En 2004, lors des premières difficultés d'Alstom, Elie Cohen s'interrogeait sur les malheurs du capitalisme français. Pourquoi n'a-t-il pas réussi sa mue du colbertisme au capitalisme financier ?
J'aperçois plusieurs raisons dans cette analyse. Il était (est ?) aux mains d'une toute petite clique de grands patrons intimement liés à l'Etat, dominée par un gourou (Ambroise Roux, initialement). Quelque chose qui ressemble à une forme occulte du Comité central du PC chinois. Ces gens avaient le rêve grandiose de créer des champions internationaux. Cela a bien fonctionné jusqu'aux dénationalisations. Elles les ont privés de la protection de l'Etat et les ont laissés face aux marchés financiers. Plusieurs problèmes se sont alors posés. La clique du moment était médiocre : "successions ratées", "Les entreprises ne disposaient pas d’un système de repérage interne de sélection et de promotion d’élites : c’est un processus de sélection par réseaux qui le remplaçait, au sein d’un étroit vivier passé du service de l’Etat à celui d’une oligarchie fermée." Or, elle a tous les pouvoirs, et, faute de garde-fou, elle peut "dilapider les actifs de (ses) entreprises" (ce qu'elle a parfois fait). Elle avait, aussi, la culture des amitiés d'Etat, mais pas des marchés financiers.
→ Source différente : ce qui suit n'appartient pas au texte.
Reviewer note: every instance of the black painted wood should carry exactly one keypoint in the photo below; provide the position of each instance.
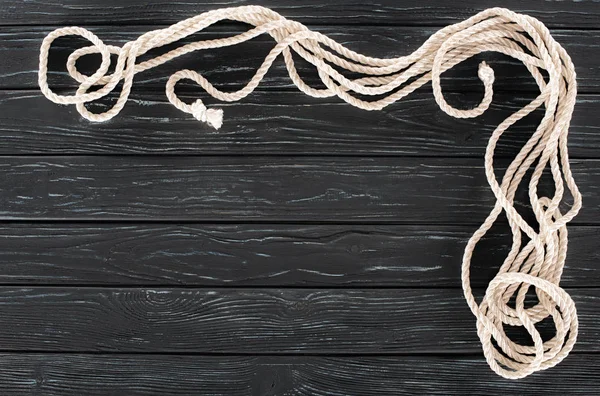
(571, 13)
(66, 375)
(263, 189)
(280, 123)
(265, 255)
(227, 70)
(306, 248)
(254, 321)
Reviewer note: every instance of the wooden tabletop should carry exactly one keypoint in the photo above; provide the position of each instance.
(305, 248)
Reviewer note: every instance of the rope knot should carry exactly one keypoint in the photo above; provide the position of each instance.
(485, 73)
(213, 117)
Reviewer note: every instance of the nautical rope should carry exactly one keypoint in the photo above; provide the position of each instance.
(536, 263)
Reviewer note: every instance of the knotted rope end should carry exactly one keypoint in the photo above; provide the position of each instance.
(213, 117)
(486, 73)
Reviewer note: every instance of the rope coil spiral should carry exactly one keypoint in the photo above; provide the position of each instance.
(537, 264)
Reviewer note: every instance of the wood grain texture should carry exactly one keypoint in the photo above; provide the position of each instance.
(571, 13)
(265, 255)
(73, 375)
(225, 68)
(255, 321)
(280, 123)
(265, 189)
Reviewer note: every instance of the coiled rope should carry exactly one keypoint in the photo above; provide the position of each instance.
(538, 263)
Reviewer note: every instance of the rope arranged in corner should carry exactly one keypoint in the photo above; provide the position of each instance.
(537, 263)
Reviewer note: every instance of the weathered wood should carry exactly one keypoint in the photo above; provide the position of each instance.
(225, 68)
(265, 255)
(265, 189)
(282, 122)
(570, 13)
(257, 321)
(66, 375)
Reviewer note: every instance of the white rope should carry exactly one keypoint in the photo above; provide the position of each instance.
(537, 263)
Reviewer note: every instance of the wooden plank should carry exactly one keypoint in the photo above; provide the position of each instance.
(570, 13)
(265, 255)
(65, 375)
(224, 67)
(254, 321)
(263, 189)
(282, 122)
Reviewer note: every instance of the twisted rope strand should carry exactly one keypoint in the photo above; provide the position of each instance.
(537, 264)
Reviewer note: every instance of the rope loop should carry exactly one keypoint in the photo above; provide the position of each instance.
(535, 265)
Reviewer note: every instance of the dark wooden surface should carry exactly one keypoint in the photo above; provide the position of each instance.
(306, 248)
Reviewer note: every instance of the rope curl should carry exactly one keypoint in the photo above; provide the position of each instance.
(537, 264)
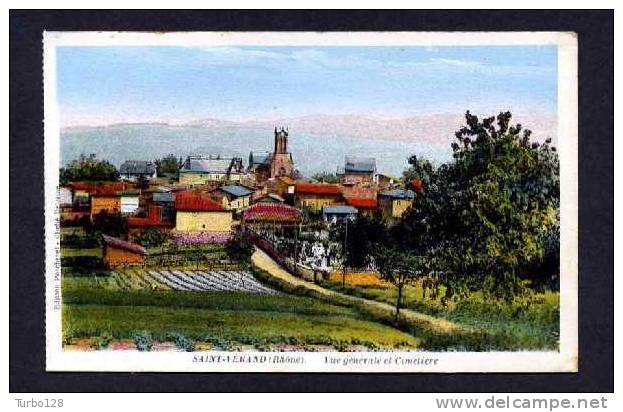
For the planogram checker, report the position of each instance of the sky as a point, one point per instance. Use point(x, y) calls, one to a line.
point(106, 85)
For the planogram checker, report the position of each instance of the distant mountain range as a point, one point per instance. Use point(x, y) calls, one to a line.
point(425, 128)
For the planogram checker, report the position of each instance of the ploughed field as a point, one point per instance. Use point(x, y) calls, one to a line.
point(210, 310)
point(189, 280)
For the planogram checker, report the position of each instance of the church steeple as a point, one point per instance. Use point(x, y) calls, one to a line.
point(281, 141)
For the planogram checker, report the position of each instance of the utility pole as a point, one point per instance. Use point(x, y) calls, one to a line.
point(296, 245)
point(344, 255)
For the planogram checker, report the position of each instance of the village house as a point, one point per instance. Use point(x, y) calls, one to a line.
point(197, 213)
point(339, 214)
point(107, 197)
point(386, 182)
point(166, 202)
point(117, 252)
point(155, 219)
point(201, 170)
point(129, 202)
point(269, 198)
point(365, 206)
point(271, 215)
point(65, 197)
point(137, 170)
point(81, 193)
point(105, 201)
point(357, 171)
point(233, 197)
point(394, 203)
point(315, 196)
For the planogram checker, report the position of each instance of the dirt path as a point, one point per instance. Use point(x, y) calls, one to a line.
point(437, 325)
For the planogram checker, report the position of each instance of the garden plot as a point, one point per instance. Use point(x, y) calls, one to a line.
point(193, 281)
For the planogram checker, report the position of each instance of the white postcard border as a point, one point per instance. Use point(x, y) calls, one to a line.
point(564, 360)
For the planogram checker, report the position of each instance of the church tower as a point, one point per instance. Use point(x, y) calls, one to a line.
point(281, 164)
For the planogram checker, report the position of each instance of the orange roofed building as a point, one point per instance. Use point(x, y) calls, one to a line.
point(197, 213)
point(365, 206)
point(119, 252)
point(106, 197)
point(315, 196)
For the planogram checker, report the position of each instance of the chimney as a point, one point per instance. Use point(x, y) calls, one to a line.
point(155, 213)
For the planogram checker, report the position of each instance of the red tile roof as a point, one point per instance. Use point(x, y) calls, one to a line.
point(98, 188)
point(274, 212)
point(417, 185)
point(125, 245)
point(194, 202)
point(317, 189)
point(361, 203)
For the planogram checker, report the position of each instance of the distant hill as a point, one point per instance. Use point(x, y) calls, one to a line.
point(425, 128)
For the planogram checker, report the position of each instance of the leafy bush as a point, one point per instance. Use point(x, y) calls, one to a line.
point(88, 168)
point(143, 341)
point(84, 263)
point(182, 342)
point(240, 249)
point(152, 237)
point(218, 342)
point(102, 341)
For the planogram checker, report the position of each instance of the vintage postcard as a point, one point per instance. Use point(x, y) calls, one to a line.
point(311, 202)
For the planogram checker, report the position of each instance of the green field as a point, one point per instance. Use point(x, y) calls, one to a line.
point(72, 252)
point(92, 311)
point(528, 322)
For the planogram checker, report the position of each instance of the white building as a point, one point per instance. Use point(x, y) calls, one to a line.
point(129, 203)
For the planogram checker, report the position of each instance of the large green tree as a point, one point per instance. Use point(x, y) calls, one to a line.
point(492, 212)
point(357, 240)
point(88, 168)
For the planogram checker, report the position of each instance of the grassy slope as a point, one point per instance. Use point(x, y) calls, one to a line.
point(530, 322)
point(90, 310)
point(475, 324)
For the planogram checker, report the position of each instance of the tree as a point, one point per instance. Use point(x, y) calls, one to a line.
point(324, 177)
point(112, 224)
point(420, 169)
point(484, 217)
point(240, 249)
point(168, 166)
point(357, 239)
point(88, 168)
point(399, 267)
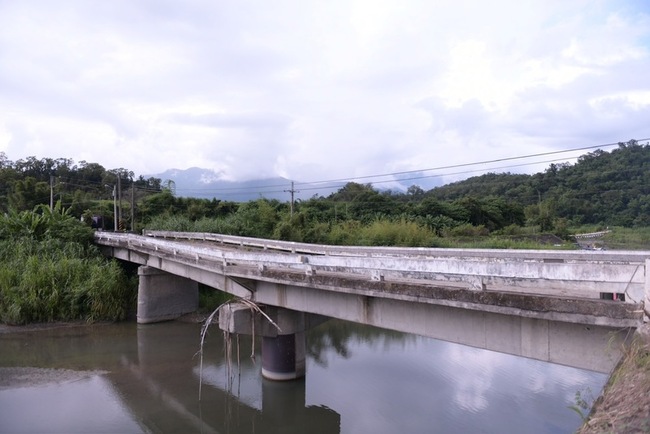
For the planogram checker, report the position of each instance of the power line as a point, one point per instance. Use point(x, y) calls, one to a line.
point(337, 182)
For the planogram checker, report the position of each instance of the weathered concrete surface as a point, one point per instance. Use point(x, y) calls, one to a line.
point(163, 296)
point(450, 295)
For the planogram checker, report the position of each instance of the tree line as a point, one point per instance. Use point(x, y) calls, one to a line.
point(601, 188)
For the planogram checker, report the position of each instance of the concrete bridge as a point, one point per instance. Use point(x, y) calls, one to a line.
point(568, 307)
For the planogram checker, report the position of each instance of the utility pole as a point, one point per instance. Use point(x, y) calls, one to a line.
point(119, 198)
point(115, 207)
point(132, 206)
point(51, 193)
point(292, 191)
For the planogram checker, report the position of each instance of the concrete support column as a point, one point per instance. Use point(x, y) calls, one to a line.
point(163, 296)
point(283, 356)
point(283, 347)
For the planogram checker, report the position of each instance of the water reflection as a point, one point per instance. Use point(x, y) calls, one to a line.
point(359, 379)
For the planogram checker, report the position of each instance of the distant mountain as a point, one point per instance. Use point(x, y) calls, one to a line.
point(208, 184)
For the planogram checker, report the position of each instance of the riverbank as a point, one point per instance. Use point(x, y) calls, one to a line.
point(624, 406)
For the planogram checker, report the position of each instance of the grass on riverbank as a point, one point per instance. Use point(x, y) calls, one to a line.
point(624, 406)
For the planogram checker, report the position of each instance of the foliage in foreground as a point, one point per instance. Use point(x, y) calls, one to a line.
point(50, 271)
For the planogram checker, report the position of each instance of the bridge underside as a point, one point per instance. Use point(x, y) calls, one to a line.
point(586, 334)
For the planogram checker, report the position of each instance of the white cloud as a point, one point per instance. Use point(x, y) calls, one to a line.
point(313, 90)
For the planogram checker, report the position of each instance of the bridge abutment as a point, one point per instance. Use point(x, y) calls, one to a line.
point(163, 296)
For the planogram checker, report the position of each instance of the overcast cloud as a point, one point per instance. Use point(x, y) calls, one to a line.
point(319, 90)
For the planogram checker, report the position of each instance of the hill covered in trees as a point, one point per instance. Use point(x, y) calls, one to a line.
point(610, 188)
point(601, 188)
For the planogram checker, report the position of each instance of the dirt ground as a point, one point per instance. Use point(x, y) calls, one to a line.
point(624, 406)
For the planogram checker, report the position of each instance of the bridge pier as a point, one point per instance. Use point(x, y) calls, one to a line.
point(163, 296)
point(283, 347)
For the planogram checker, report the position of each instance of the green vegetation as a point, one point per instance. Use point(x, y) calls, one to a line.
point(51, 271)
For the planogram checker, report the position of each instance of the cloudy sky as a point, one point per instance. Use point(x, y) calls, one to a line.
point(320, 90)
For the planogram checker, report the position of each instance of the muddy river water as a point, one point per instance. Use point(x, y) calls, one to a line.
point(130, 378)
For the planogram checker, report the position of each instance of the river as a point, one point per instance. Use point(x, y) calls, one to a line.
point(130, 378)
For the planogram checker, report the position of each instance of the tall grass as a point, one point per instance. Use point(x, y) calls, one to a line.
point(51, 271)
point(43, 285)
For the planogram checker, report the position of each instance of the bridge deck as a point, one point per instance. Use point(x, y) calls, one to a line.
point(537, 284)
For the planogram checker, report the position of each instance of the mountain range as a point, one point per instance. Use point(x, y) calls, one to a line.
point(208, 184)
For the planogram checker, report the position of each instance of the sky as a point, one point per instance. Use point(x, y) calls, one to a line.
point(321, 90)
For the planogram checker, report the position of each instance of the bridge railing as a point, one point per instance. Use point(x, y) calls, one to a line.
point(574, 274)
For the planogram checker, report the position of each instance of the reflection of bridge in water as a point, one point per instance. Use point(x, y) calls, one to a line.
point(546, 305)
point(161, 404)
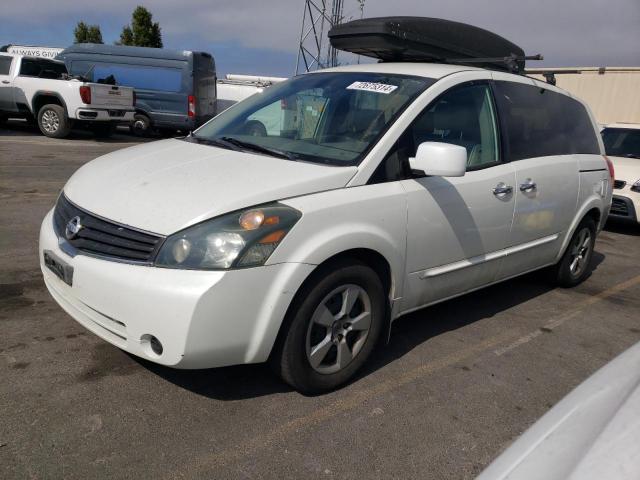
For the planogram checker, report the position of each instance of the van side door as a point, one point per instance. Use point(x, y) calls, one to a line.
point(7, 102)
point(538, 133)
point(457, 226)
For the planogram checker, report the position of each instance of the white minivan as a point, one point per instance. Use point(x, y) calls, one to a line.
point(386, 187)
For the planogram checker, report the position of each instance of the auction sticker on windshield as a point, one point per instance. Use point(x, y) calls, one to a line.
point(372, 87)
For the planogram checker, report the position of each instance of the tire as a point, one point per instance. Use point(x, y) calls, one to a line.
point(319, 330)
point(103, 129)
point(575, 265)
point(53, 121)
point(141, 126)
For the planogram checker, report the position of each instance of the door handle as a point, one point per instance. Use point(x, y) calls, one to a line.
point(502, 189)
point(528, 186)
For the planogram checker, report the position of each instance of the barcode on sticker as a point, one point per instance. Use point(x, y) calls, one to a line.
point(372, 87)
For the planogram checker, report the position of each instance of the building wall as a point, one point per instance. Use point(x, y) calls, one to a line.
point(613, 93)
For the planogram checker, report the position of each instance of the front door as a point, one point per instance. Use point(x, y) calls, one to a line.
point(457, 226)
point(542, 133)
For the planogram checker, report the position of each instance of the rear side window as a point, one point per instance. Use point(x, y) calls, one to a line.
point(5, 65)
point(622, 142)
point(539, 122)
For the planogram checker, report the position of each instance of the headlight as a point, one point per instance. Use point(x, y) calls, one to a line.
point(240, 239)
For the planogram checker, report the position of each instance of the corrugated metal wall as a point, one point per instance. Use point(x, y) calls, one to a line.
point(612, 93)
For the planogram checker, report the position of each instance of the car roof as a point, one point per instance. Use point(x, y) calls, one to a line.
point(429, 70)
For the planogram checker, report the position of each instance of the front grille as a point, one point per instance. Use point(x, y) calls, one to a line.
point(103, 238)
point(619, 207)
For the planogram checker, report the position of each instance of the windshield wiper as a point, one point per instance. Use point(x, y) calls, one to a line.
point(192, 137)
point(258, 148)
En outre, la France manque de fonds de pension : "la privatisation à la française (...) va de fait aboutir à un transfert de la propriété du capital, de l'Etat français aux fonds de pension anglo-américains. (...) L'évolution sera masquée par le maintien des mêmes équipes à la tête de l'entreprise."
Tout ceci semble dire que la "gouvernance" de nos grandes entreprises mériterait d'être repensée.